“‘Focusing on teacher quality’ … sounds agreeable, but much of the detail will be impossibly difficult to work through.
… there is serious ideological disagreement within education as to what a high-quality teacher looks like.”
He identifies two major pitfalls: First, that the bar for subject knowledge is set too low and there are insufficient rewards to encourage individuals with excellent subject knowledge into comprehensive schools. Second, that politicians underestimate the extent to which ideological arguments about the values and purpose of education confound attempts to train teachers in effective pedagogy.
Any attempt to reward good teachers, or increase training for teachers, raises questions about who will judge what a “good teacher” is and what teachers should be trained in.
As it happens, the day I read his comment piece, another article caught my eye which appeared to underline his points.
Studies Highlight Complexities of Using Value-Added Measures published in Education Week, discussed several recently published papers which pointed to the problems of assessing teacher quality. I’m going to comment on the findings of three of them:
Would we know quality teaching if it bit us … ?
The first paper, What Instructional Alignment as a Measure of Teaching Quality (Polikoff and Porter, 2014) was particularly interesting to me as I’ve been piloting one of the measures they used (the MET Tripod student survey) as a coaching tool this year.
The study reported an attempt to measure the extent to which instructional alignment (broadly – how well curriculum, instruction and assessment match up) and teaching quality (as measured by a combination of the Tripod survey and structured observations) correlated with value-added scores (on State and supplementary tests).
The results are quite surprising:
“Overall, the results are disappointing. Based on our obtained sample, we would conclude that there are very weak associations of content alignment with student achievement gains and no associations with the composite measure of effective teaching.”
They point to three possible interpretations for these disappointing results:
“One interpretation of this conclusion is instructional alignment and pedagogical quality are not as important as standards-based reform theory suggests for affecting student learning.”
Which suggests that trying to improve teachers’ instructional methods doesn’t improve student learning. This implies that ‘good teaching’ doesn’t especially improve grades!
“A second interpretation is that instructional alignment and pedagogical quality are as important as previously thought, but that the SEC and FFT do not capture the important elements of instruction.”
This isn’t quite as damning as the first – but it represents an enormous blow to accountability systems. It implies that we simply can’t measure the things about teaching that improve student progress through (fairly reliable and structured) observations and (reliable and validated) student surveys.
“A third interpretation of our findings is that the tests used for calculating VAM are not particularly able to detect differences in the content or quality of classroom instruction.”
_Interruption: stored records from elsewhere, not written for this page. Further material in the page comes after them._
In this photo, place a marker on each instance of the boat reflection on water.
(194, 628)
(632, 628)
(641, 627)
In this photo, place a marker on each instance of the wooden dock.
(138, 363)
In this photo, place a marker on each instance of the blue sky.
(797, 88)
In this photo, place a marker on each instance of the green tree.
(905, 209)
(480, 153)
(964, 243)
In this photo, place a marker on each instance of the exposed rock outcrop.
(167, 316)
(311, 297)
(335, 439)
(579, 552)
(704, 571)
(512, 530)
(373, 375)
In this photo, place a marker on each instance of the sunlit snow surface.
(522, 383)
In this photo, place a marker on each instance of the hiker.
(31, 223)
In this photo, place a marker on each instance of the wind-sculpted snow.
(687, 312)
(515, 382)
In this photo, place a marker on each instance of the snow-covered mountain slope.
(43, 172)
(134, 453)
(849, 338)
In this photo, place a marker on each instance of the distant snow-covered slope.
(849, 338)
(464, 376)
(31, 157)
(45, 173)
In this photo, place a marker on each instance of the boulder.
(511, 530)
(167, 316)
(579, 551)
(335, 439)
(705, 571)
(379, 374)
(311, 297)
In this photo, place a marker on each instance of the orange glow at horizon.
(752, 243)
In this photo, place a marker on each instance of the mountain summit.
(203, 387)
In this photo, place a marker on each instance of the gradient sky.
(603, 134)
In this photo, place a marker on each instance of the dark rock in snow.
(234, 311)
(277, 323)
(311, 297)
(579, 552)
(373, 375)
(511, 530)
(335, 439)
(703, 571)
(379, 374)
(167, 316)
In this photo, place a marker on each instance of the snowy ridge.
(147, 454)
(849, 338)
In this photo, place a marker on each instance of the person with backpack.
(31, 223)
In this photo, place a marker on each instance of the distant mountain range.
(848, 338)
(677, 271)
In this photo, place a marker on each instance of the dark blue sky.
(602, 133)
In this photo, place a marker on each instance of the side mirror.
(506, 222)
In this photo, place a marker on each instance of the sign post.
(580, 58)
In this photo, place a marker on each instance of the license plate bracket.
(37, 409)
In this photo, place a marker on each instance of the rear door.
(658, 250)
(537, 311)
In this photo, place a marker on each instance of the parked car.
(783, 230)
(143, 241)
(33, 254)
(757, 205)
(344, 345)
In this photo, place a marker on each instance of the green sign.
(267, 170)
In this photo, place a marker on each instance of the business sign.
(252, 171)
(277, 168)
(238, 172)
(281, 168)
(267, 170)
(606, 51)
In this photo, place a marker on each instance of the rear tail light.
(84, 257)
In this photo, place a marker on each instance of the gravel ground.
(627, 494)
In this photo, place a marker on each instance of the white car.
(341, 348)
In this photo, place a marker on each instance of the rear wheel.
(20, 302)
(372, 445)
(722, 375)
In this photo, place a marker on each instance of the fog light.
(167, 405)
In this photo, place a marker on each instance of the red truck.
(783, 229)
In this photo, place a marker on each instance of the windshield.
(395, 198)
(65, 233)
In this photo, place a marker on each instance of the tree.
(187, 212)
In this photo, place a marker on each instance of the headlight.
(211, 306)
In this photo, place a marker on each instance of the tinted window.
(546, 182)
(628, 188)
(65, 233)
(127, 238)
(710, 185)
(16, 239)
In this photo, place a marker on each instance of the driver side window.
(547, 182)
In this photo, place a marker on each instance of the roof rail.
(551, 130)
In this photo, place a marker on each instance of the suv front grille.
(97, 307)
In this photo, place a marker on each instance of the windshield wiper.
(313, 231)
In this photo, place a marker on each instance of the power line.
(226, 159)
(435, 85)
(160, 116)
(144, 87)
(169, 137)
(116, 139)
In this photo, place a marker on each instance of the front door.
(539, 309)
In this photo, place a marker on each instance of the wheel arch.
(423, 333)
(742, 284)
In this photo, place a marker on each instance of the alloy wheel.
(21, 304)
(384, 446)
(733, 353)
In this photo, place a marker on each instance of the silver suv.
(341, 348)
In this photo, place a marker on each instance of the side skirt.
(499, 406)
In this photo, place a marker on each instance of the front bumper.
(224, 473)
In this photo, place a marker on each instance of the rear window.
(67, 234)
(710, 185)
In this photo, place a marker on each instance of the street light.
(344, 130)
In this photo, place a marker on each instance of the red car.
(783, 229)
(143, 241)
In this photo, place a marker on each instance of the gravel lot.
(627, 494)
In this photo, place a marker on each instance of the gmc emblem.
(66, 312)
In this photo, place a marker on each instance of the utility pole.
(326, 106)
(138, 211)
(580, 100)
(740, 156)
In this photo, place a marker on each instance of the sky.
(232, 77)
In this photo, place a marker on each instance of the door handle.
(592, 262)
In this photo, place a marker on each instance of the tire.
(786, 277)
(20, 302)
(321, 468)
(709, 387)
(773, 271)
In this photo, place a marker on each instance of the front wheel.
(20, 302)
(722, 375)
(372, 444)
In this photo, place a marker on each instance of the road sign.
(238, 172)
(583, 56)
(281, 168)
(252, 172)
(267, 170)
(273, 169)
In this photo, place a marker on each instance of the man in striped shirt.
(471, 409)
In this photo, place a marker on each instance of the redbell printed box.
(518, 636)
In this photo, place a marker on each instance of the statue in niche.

Which is probably the more comforting conclusion as it suggests that we can identify something about quality teaching but we can’t measure it using value-added scores. This has ramifications for teacher appraisal systems in the UK. If fine-grained VAM scores cannot establish the quality of a teacher, then how can the relatively simplistic targets based on 3 or 4 levels of progress possibly be fair?
Grow, damn it child … grow!
The second paper, Teacher Effects on Student Achievement and Height: A Cautionary Tale (Bitler et al) was the most amusing article I’ve read since fMRI got slapped with a dead fish.
As a test of VA modelling techniques they decided to use such models to see what effect teachers had on their students’ heights. What was shocking was that teachers appeared to influence the height of their students almost as much as English and maths scores.
“We find that—simply due to chance—teacher effects can appear large, even on outcomes they cannot plausibly affect. The implication is that many value-added studies likely overstate the extent to which teachers differ in their effectiveness, although further research is needed. Furthermore, users of [value-added measures] should take care to ensure their estimates reflect … teacher effectiveness and are not driven by noise.”
This seems strong evidence that even using fairly sophisticated value-added data is too noisy to reliably judge teacher quality – and this makes assessing / rewarding teacher quality through use of data appear arbitrary. Not a great way to attract or retain the best teachers!
The last article, Teacher heterogeneity, value-added and education policy (Condie et al), looks at two simulations of policies intended to raise teaching quality in schools.
In the first model, they simply fired the bottom 10% of teachers (as measured by value-added scores). Average student test scores rose as expected. However, then they looked at what would happen if, instead of firing the ‘failing teachers’ in the system, they matched teachers to the subjects and groups of students where they obtained the best value-added scores. They found that average test scores rose … in fact, the increase far exceeded the first model.
“Our results suggest that employers might realize greater gains by increasing the specialization of their employees’ tasks rather than attempting to replace them with hypothetically better employees,”
This suggests that PRP and heavy handed accountability – whilst they sound lovely and tough-talking in the papers – are not the best ways to raise the quality of teaching. Especially since:
“past research suggests that the pool of potential replacements is, at least on average, of lower quality than the pool of current teachers.”
Indeed, the harsh new accountability system for judging teacher quality might actually lower the standards in schools – especially those schools in vulnerable areas which have trouble recruiting.
Improving the quality of teaching in schools
Andrew Old is right that we need a better ways of defining what ‘quality’ is before we can realistically set about improving it. The first paper appears to imply that either we still don’t know enough about what drives quality teaching and/or we simply can’t measure it.
The second paper should be a further warning about the use of data as an accountability stick with which to beat teachers. How can PRP (let alone licensing) work in a system where a teacher’s performance in helping children do well in exams is almost indistinguishable from a teacher’s influence on their height?
The last paper actually leaves us with a positive way forward. It suggests that if we want to raise the quality of schools, we might be better focusing on finding a best-fit between a teacher and their subject / KS cohort specialism than heaping tougher accountability processes onto teachers and schools. Developing that specialism of teachers – finding where they have a positive impact and developing their subject knowledge – might really improve the quality of teaching.